Quotes reported in Josiah Hotchkiss Gilbert, Dictionary of Burning Words of Brilliant Writers (1895).
  • Anxious care rests upon a basis of heathen worldly-mindedness and of heathen misunderstanding of the character of God.
  • Despatch necessities; life hath a load
    Which must be carried on — and safely may;
    Yet keep these cares without thee; let the heart
    Be God's alone; and choose the better part.
  • He that taketh his own cares upon himself loads himself in vain with an uneasy burden. I will cast all my cares on God; He hath bidden me; they cannot burden Him.
  • He who climbs above the cares of this world, and turns his face to his God, has found the sunny side of life. The world's side of the hill is chill and freezing to a spiritual mind; but the Lord's presence gives a warmth of joy which turns winter into summer.
  • I met a brother who, describing a friend of his, said he was like a man who had dropped a bottle, and broken it, and put all the pieces in his bosom, where they were cutting him perpetually.
  • Why art thou troubled and anxious about many things?
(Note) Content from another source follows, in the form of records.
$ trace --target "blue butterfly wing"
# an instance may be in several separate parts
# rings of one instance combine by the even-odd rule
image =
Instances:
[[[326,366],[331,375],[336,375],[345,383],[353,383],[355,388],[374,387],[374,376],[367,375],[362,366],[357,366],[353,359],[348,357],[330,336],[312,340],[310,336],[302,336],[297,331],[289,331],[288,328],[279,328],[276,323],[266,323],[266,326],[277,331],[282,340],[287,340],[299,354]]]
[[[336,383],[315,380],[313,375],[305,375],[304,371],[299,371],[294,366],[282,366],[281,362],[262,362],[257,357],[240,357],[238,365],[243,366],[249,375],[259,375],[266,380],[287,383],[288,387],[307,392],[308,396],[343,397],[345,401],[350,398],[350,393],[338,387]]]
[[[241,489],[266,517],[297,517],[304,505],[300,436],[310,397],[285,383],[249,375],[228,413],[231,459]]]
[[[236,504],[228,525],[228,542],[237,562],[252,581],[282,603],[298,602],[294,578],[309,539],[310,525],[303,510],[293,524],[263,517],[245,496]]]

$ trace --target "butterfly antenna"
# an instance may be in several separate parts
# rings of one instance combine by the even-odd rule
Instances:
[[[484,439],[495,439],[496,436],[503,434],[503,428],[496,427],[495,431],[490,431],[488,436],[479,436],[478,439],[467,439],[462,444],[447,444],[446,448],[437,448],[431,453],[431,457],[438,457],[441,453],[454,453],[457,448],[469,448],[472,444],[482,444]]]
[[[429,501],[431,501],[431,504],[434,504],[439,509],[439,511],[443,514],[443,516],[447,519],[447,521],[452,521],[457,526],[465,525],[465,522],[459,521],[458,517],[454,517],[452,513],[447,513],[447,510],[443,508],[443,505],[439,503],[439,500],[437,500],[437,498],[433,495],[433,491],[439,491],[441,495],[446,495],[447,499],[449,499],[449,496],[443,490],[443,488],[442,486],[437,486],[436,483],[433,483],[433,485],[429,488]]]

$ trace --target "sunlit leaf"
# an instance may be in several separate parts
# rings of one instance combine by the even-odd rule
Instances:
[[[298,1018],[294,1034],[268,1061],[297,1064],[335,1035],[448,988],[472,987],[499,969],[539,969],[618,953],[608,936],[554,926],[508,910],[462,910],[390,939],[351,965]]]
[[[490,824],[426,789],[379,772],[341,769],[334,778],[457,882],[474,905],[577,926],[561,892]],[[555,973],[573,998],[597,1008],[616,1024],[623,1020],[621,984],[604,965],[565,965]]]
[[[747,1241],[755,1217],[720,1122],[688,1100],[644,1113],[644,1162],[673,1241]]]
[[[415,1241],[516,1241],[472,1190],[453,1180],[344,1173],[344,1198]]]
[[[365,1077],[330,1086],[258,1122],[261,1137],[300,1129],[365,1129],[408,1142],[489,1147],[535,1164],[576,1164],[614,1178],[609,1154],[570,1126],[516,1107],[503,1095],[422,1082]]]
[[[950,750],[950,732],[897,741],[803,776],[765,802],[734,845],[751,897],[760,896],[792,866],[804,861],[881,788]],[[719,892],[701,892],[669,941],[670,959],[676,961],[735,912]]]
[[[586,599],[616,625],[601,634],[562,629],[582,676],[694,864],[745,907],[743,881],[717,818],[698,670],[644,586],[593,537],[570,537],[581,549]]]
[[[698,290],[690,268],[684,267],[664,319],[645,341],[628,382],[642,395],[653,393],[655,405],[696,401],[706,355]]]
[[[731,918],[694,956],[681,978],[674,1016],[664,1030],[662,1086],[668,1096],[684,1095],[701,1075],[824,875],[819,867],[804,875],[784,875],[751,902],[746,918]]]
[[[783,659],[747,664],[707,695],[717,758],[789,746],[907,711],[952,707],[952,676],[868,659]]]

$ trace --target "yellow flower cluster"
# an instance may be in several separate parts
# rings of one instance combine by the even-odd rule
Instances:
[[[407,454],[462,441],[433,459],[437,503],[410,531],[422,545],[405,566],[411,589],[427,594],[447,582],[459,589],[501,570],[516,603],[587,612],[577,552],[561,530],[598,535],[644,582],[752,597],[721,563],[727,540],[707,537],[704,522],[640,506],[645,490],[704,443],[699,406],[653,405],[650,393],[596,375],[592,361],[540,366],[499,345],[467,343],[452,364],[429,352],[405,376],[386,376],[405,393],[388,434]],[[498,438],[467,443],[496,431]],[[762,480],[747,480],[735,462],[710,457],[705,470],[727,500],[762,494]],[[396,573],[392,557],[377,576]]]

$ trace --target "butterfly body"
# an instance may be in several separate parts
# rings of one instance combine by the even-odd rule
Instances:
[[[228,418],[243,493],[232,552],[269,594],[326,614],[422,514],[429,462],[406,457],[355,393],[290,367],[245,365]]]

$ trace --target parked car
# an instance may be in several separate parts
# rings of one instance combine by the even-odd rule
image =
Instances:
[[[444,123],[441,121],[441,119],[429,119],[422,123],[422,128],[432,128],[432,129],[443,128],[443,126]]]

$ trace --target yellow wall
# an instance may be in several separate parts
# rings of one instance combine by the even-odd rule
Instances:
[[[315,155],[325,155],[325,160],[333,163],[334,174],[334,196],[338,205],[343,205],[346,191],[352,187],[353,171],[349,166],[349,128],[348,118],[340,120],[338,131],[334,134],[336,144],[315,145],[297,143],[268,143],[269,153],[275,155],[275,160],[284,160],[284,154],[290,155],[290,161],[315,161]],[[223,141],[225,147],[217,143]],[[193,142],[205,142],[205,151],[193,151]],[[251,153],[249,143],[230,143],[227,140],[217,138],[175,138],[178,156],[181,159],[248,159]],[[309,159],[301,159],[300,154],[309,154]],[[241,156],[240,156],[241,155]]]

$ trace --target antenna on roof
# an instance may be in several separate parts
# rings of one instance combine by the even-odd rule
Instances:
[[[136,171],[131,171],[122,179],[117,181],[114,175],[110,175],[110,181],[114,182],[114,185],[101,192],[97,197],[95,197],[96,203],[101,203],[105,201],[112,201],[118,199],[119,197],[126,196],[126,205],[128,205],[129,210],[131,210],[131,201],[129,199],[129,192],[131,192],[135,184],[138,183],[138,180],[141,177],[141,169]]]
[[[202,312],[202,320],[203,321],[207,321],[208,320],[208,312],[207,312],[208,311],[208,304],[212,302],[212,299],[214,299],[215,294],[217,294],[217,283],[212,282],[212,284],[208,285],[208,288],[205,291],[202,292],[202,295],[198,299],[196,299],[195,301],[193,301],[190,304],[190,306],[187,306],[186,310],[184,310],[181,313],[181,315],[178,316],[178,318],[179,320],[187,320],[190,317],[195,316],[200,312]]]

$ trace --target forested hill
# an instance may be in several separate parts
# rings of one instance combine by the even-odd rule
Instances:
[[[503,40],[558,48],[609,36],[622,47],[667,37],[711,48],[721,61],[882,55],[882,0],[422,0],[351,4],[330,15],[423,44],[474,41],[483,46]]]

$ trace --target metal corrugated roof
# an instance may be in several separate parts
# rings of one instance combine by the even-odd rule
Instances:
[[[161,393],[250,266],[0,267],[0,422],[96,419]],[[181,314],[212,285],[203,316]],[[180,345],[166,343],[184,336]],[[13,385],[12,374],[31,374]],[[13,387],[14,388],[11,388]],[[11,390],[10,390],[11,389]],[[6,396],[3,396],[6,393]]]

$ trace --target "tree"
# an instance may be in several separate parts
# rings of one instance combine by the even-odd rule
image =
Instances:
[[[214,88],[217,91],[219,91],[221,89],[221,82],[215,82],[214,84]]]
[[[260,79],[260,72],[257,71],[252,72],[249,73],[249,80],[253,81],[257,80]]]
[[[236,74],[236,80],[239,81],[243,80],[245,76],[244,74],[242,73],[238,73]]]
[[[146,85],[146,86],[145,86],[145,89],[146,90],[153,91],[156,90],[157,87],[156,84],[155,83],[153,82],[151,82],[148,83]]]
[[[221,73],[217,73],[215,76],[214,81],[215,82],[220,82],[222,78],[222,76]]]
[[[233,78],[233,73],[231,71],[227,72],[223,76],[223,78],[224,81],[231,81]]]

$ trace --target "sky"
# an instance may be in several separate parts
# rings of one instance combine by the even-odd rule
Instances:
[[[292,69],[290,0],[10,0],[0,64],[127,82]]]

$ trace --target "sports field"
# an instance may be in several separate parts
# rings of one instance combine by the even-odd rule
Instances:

One thing is needful — to love Him and to sit attentively at His feet.
  • I have no cares, O blessed Will!
    For all my cares are Thine;
    I live in triumph, Lord, for Thou
    Hast made Thy triumph mine.
  • Most men call fretting a minor fault, a foible, and not a vice. There is no vice except drunkenness which can so utterly destroy the peace, the happiness of a home.
    • Mrs. H. F. Jackson, p. 254.
  • However nervous, depressed, and despairing may be the tone of any one, the Lord leaves. him no excuse for fretting; for there is enough in God's promise to overbalance all these natural difficulties. In the measure in which the Christian enjoys his privileges, rises above the things that are seen, hides himself in the refuge provided for him, will he be able to voice the confession of Paul, and say, "None of these things move me."
    • S. H. Tyng, Jr., p. 254.

Proverbs

  • Worry is interest paid on trouble before it falls due.
    • Variously attributed to Dean Inge and John Garland Pollard in the 1930s, this aphorism was already in general circulation decades earlier, e.g., it features in an advertisement in The Grape Belt, 2 October 1906, p. 5.